The premium growth of Japanese non-life insurers will shrink in the financial year ending March 2021 (FYE21) due to the slowdown in economic activity – revealed a recent report from Fitch Ratings titled ‘Japanese Non-Life Insurance Dashboard: FYE20 Results’.
At the same time, reinsurance costs are rising after two years of substantial catastrophe losses and higher reinsurance coverage.
However, the agency anticipates pricing improvements in commercial business lines in addition to retail fire insurance business lines – to support bottom-line profitability if the catastrophe losses remain at the historical average.
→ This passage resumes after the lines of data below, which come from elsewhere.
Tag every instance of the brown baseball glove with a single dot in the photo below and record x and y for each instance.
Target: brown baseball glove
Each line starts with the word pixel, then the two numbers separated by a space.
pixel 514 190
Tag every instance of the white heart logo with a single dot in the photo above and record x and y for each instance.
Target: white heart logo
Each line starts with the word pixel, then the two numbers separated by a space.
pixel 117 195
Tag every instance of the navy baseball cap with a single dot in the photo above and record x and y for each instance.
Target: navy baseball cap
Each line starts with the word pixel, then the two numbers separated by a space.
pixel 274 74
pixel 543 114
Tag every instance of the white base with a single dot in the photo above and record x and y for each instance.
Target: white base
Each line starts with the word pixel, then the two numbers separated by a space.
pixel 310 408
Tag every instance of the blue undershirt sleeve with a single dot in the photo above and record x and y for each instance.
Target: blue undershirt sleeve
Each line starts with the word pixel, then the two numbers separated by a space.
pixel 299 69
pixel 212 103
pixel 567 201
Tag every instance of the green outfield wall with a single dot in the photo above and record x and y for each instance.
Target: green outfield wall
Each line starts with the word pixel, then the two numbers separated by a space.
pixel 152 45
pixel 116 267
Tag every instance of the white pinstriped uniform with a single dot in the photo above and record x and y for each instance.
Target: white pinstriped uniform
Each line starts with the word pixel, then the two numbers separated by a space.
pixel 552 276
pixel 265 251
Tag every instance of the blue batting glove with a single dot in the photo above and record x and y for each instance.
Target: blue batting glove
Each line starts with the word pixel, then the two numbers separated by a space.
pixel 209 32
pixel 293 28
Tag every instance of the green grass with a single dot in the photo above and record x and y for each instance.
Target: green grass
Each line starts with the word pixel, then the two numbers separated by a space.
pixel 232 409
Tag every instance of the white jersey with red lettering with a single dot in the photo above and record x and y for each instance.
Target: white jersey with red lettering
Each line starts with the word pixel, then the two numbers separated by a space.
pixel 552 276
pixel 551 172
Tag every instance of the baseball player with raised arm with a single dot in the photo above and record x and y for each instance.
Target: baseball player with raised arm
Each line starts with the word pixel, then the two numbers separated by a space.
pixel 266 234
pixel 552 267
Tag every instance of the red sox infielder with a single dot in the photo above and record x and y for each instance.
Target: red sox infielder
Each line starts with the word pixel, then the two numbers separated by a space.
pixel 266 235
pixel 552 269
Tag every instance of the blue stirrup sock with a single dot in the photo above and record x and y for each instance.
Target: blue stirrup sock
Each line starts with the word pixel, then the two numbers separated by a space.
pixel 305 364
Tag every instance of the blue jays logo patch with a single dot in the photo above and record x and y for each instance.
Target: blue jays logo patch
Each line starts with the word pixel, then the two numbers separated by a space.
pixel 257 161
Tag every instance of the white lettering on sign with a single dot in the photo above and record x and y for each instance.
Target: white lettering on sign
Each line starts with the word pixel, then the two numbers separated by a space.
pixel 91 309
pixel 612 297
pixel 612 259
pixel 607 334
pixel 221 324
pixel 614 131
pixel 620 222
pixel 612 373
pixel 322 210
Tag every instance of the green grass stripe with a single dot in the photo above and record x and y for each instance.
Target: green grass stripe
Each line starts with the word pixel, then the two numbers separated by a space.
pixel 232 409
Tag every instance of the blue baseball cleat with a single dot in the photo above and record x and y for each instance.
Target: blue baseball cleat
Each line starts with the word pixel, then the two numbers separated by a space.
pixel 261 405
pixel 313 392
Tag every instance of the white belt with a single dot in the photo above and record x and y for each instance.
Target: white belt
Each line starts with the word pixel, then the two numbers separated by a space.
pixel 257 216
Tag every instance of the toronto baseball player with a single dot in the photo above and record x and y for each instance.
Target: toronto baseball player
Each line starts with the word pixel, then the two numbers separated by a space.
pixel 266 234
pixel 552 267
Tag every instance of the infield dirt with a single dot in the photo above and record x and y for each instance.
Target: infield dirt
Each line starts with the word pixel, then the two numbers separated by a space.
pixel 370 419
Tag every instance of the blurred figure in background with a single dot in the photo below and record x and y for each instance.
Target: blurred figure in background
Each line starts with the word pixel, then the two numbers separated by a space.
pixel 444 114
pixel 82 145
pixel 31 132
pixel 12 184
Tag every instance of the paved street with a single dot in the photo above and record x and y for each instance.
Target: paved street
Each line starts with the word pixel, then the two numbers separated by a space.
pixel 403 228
The underwriting performance of non-life insurers was dragged down by the typhoons Faxai and Hagibis in FYE20. These losses were lower than those incurred in FYE19, yet this pushed up the average combined ratio by 6 percentage points.
Now, Fitch Ratings expects that potential market volatility due to heavy exposure to stocks and uncertainty on the ultimate claims of the non-life insurers’ US and Lloyd’s business due to the outbreak of coronavirus will affect their earnings in FYE21.
Concurrently, investment risk remains the largest risk for each non-life group as a result of the high strategic share held at their domestic non-life business despite the ongoing reduction.
Fitch also sees the exposures to business interruption of these non-life insurance groups as small. Their policies generally contain an exclusion clause for new pandemics such as COVID-19 while the ultimate insured losses from event-cancellation insurance, business interruptions, credit and surety insurance business lines of group’s overseas business remains uncertain at the moment.